Traceability as a first-class concern: Every configuration decision should be traceable to a requirement, safety goal, or architecture decision. Undocumented configuration choices are a common source of regression defects when ECUs are updated.
Cross-module dependencies: In tightly integrated automotive software stacks, changing one module's configuration often requires corresponding updates in dependent modules. Always perform a dependency impact analysis before submitting configuration changes.

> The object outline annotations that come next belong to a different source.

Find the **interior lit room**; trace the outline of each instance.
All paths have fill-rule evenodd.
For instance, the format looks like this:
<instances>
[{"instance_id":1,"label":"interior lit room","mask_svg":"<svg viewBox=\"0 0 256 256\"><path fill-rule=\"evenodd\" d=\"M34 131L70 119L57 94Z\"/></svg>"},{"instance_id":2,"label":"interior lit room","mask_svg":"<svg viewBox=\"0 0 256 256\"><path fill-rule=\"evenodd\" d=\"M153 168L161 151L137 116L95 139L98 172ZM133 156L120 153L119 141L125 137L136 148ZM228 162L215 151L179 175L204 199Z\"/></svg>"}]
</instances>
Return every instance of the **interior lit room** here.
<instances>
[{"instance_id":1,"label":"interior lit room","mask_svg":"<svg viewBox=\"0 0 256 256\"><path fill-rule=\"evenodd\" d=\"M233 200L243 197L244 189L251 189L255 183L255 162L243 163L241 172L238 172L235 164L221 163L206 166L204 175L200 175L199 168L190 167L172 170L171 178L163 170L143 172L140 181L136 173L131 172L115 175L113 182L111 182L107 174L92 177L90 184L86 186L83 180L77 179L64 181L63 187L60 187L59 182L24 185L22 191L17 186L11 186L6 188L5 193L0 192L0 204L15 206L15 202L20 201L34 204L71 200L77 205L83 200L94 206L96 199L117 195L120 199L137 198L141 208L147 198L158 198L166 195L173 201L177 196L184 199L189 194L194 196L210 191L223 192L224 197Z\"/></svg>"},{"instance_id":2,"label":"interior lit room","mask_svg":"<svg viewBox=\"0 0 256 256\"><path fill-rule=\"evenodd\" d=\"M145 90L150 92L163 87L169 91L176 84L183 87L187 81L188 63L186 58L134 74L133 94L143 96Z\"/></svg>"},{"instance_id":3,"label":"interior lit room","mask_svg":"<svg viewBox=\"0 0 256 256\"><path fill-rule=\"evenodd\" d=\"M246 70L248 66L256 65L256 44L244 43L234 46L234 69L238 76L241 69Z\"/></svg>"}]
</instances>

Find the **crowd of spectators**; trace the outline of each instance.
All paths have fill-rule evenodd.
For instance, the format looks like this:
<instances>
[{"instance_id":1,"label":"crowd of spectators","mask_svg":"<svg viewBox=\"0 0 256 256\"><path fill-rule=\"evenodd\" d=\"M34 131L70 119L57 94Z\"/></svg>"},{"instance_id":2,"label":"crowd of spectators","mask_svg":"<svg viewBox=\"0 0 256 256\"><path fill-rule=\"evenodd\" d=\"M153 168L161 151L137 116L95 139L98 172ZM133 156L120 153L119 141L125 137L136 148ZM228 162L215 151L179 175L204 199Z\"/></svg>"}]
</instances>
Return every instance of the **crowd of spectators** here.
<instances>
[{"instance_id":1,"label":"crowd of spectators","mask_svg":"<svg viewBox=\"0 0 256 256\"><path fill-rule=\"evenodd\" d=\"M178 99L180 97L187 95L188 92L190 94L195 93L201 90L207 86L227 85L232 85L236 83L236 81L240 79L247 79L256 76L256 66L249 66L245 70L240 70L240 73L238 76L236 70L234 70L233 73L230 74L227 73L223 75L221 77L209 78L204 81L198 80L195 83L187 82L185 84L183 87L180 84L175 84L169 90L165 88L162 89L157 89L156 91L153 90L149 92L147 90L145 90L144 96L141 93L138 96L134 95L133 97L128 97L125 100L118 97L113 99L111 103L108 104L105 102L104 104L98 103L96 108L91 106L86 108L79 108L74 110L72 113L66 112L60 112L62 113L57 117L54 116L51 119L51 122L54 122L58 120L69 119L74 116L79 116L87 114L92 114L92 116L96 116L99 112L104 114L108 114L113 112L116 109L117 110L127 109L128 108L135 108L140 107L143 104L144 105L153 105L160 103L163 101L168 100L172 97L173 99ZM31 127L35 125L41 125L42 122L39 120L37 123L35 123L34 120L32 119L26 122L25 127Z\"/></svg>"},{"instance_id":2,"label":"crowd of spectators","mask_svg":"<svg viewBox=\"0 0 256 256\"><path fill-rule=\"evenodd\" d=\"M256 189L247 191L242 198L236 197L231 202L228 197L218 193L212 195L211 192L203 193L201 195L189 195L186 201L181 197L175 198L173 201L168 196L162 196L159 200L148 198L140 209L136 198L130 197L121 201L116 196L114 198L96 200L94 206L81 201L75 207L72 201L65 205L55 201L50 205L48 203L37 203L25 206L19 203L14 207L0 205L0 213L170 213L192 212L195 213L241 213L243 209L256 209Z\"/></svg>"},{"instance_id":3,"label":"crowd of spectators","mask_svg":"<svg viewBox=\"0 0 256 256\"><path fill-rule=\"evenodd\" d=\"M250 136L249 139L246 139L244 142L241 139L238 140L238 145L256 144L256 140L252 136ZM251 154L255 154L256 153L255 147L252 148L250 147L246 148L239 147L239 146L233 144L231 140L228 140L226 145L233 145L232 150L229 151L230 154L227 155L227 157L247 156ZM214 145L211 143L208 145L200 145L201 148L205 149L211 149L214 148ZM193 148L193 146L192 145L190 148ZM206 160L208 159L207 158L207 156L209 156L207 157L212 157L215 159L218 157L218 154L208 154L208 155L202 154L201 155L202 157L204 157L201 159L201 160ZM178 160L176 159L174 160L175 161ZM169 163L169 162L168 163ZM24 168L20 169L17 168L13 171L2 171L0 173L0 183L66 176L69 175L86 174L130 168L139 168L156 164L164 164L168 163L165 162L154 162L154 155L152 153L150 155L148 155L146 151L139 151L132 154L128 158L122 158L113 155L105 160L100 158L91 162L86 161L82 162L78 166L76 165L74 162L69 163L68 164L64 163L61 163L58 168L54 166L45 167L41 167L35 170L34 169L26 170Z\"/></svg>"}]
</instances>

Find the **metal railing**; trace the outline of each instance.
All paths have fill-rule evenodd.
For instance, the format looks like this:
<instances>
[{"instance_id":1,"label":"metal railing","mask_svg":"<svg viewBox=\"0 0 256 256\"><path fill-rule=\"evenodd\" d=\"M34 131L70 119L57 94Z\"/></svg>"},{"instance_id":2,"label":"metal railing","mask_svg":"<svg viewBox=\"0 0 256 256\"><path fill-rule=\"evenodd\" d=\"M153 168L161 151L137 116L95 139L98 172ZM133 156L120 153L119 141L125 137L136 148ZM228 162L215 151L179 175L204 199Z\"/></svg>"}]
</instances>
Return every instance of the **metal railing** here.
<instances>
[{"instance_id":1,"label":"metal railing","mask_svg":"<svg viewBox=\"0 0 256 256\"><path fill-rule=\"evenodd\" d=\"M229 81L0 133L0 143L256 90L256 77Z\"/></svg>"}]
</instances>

🏭 How This Topic Appears in Production Projects

Project integration phase: The concepts covered in this lesson are most commonly encountered during ECU integration testing — when multiple software components from different teams are combined for the first time. Issues that were invisible in unit tests frequently surface at this stage.
Supplier/OEM interface: This is a topic that frequently appears in technical discussions between Tier-1 ECU suppliers and OEM system integrators. Engineers who can speak fluently about these details earn credibility and are often brought into critical design review meetings.
Automotive tool ecosystem: Vector CANoe/CANalyzer, dSPACE tools, and ETAS INCA are the standard tools used to validate and measure the correct behaviour of the systems described in this lesson. Familiarity with these tools alongside the conceptual knowledge dramatically accelerates debugging in real projects.

⚠️ Common Mistakes and How to Avoid Them

Assuming default configuration is correct: Automotive software tools ship with default configurations that are designed to compile and link, not to meet project-specific requirements. Every configuration parameter needs to be consciously set. 'It compiled' is not the same as 'it is correctly configured'.
Skipping documentation of configuration rationale: In a 3-year ECU project with team turnover, undocumented configuration choices become tribal knowledge that disappears when engineers leave. Document why a parameter is set to a specific value, not just what it is set to.
Testing only the happy path: Automotive ECUs must behave correctly under fault conditions, voltage variations, and communication errors. Always test the error handling paths as rigorously as the nominal operation. Many production escapes originate in untested error branches.
Version mismatches between teams: In a multi-team project, the BSW team, SWC team, and system integration team may use different versions of the same ARXML file. Version management of all ARXML files in a shared repository is mandatory, not optional.

📊 Industry Note

Engineers who master both the theoretical concepts and the practical toolchain skills covered in this course are among the most sought-after professionals in the automotive software industry. The combination of AUTOSAR standards knowledge, safety engineering understanding, and hands-on configuration experience commands premium salaries at OEMs and Tier-1 suppliers globally.